Et c’est bien parce qu’à travers le DMA, « on porte atteinte au modèle économique des entreprises », reconnaît Ariane Mole, notamment pour le ciblage publicitaire, au cœur de la machine. Mais cette bataille est désormais perdue : une fois identifié comme contrôleur, l’entreprise a six mois pour se mettre en conformité. C’est pourquoi, bon gré mal gré, les géants du net ont déjà beaucoup changé.

C’est ainsi que rechercher un hôtel ou un vol sur Google ne vous renvoie plus en premier vers les services de Google, qu’il est désormais possible de désinstaller de nombreux programmes dans Windows (comme son IA Cortana ou l’application de la webcam), ou même que l’on peut payer pour Instagram.

En effet, depuis novembre, les Européens peuvent payer un abonnement mensuel pour leur réseau social préféré en échange de l’absence totale de publicité. Une mesure explicitement mise en place pour préparer le DMA. Et qui pourrait bien présager d’un changement de fond.
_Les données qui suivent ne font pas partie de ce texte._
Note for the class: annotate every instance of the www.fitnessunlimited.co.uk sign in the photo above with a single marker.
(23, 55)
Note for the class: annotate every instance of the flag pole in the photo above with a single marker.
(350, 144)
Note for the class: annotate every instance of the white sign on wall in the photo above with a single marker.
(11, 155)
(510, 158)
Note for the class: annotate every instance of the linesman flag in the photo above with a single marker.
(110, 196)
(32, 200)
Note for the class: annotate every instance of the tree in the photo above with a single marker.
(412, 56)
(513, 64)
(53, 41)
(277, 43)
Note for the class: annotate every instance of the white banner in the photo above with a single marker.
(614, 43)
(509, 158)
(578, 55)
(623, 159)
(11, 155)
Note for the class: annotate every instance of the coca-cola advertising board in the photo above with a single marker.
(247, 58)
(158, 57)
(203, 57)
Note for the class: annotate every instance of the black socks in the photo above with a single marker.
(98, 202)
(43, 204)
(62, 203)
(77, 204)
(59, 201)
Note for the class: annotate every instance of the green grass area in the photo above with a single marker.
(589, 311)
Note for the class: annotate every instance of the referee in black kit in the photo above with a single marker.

Un coup d’arrêt à la « merdification » ?

« L’Union Européenne a pris une posture historiquement agressive contre la “big tech” et globalement, c’est très bien » : le satisfecit ne vient pas de n’importe qui, mais d’un observateur avisé du net, du journaliste spécialisé Cory Doctorow. Interrogé par le HuffPost, ce critique rigoureux des GAFA qualifie l’évolution des services en ligne depuis une dizaine d’années du terme à succès d’ « enshittification » - en français, « merdification ».

C’est suivant ce principe bien nommé que Facebook, après avoir attiré des centaines de millions d’utilisateurs dans une plateforme simple à utiliser, s’est mis à collecter les données sans leur accord. Pour les vendre aux plus offrants dans un premier temps, puis pour enfermer les internautes dans une bulle où le contenu de qualité n’est plus du tout mis en avant.

Le journaliste américain voit dans le DMA une lutte frontale contre cette « merdification » par des entreprises qui, de par leur position et leur taille, empêchent l’émergence de nouveaux acteurs. « Les mêmes patrons qui ont créé de bons services à l’époque où ils avaient des contraintes, sont les mêmes patrons qui agissent d’une manière atroce quand ces contraintes leur sont enlevées », dénonce Cory Doctorow.

Le DMA permettrait donc de remettre de la contrainte sur des plateformes devenues trop à l’aise avec leur statut de géant incontournable. Avec un sacré paradoxe à la clef : avec ces règles, « on veut redonner plus de place au marché, on veut libéraliser la tech » , estime Alexandre de Streel. La concurrence s’appliquant à nouveau, la « merdification » va-t-elle s’arrêter ? Ce qui est certain, c’est que de nombreux pays, du Canada au Japon, en passant par la Corée du Sud et le Brésil, regarde l’expérience européenne avec intérêt.